The work proposed in this study is an attempt to address this challenge by exploring and experimenting with Semantic Web technologies for enabling a PheWAS. A key aspect of Semantic Web is a rigorous mechanism for defining and linking heterogeneous data using Web protocols and a simple data model called Resource Description Framework (RDF). By representing data as labeled graphs, RDF provides a powerful framework for expressing and integrating any type of data. As of March 2012, under the auspices of an initiative called the Linked Open Data (LOD
[
10]), more than 250 public datasets from multiple domains (e.g., gene and disease relationships, drugs and side effects) are available in RDF, and have been integrated by specifying approximately 350 million links between the RDF graphs. Not only do such efforts provides tremendous opportunities to devise novel approaches for combining private, and institution-specific EHR data with public knowledgebases for phenotyping, but they also present several challenges in representing EHR data using RDF, creating linkages between multiple disparate RDF graphs, and developing mechanisms for executing federated queries analy-zing information spanning genes, proteins, pathways, diseases, drugs, and adverse events.
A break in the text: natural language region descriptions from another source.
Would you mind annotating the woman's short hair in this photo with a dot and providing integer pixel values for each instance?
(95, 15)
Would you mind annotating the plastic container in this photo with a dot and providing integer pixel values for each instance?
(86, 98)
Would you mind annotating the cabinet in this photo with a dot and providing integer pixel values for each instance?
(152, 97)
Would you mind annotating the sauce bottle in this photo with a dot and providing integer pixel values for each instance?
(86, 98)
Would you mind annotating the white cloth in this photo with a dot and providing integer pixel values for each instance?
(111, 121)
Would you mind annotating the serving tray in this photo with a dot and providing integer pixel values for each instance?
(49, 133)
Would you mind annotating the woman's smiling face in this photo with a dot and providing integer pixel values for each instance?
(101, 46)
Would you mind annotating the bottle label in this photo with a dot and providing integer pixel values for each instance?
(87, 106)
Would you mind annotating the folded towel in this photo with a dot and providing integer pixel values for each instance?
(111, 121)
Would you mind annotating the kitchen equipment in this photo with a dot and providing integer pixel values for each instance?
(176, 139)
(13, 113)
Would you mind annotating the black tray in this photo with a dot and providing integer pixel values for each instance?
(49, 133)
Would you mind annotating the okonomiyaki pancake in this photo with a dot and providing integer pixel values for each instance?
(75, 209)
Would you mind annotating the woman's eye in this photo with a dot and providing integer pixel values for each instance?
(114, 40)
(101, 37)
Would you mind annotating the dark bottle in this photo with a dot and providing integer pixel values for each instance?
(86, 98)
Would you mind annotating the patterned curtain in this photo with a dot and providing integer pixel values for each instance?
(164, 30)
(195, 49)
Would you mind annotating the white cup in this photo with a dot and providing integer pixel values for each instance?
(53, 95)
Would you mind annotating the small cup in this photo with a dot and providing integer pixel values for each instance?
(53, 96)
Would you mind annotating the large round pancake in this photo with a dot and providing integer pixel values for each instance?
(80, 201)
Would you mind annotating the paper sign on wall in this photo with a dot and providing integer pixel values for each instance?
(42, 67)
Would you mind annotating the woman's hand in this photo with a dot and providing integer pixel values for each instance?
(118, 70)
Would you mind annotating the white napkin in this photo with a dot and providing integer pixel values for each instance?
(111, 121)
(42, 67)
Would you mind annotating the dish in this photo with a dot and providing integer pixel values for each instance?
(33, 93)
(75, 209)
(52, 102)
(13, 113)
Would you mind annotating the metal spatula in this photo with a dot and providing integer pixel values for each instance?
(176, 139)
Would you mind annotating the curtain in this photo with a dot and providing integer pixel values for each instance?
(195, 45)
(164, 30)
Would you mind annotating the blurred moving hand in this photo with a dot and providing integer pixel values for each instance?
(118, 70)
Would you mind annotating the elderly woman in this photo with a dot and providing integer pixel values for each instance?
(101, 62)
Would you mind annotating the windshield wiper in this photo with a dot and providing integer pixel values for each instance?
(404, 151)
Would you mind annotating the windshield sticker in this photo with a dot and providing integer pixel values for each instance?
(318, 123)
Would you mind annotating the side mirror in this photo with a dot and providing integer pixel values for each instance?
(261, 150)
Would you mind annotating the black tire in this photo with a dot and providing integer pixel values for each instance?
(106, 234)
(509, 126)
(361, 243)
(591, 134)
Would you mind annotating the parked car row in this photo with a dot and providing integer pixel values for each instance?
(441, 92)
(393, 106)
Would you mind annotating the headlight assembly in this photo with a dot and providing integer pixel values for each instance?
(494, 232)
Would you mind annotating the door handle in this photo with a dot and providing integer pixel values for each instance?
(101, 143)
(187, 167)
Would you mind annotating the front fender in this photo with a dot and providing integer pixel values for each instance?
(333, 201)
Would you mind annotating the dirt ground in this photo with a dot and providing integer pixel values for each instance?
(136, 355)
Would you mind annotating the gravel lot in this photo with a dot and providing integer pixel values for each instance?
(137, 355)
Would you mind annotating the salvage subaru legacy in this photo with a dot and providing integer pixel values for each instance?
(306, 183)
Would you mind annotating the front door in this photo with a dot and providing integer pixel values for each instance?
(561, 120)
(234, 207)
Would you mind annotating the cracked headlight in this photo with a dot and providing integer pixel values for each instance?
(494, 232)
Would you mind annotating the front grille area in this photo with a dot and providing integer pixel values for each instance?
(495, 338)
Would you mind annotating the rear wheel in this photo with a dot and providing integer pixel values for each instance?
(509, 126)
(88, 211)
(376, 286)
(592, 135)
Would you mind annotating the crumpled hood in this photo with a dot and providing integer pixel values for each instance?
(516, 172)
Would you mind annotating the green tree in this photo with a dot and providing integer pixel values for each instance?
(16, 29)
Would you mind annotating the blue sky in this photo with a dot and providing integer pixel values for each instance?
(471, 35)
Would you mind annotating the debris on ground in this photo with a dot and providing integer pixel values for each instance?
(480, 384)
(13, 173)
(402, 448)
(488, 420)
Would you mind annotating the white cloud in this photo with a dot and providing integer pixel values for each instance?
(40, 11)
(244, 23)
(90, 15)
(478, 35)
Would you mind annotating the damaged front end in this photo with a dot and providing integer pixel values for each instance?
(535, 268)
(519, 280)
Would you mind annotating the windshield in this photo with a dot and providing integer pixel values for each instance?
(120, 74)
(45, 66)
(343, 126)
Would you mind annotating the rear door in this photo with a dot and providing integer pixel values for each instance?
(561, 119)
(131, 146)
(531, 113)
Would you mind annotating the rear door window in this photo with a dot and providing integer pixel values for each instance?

In this paper, we describe our efforts in representing real patient data, both clinical and genomic, from Mayo Clinic’s EHR systems
[
11] and the biobank, respectively as RDF graphs. In particular, we leverage open-source tooling and infrastructure developed within the Semantic Web community to extract phenotype and genotype information on subjects with Type 2 Diabetes Mellitus (T2DM) or Hypothyroidism, and conduct a phenome-wide scan to discover new genetic associations, as well as, replicate existing ones. As a proof of concept, we present our results on eight SNPs associated with T2DM and Hypothyroidism within an EHR population at the Mayo Clinic biobank. Our approach highlights the potential of using Semantic Web technologies for exploring a variety and large range of clinical phenotypes derived from EHRs for genomics research in a very high-throughput manner.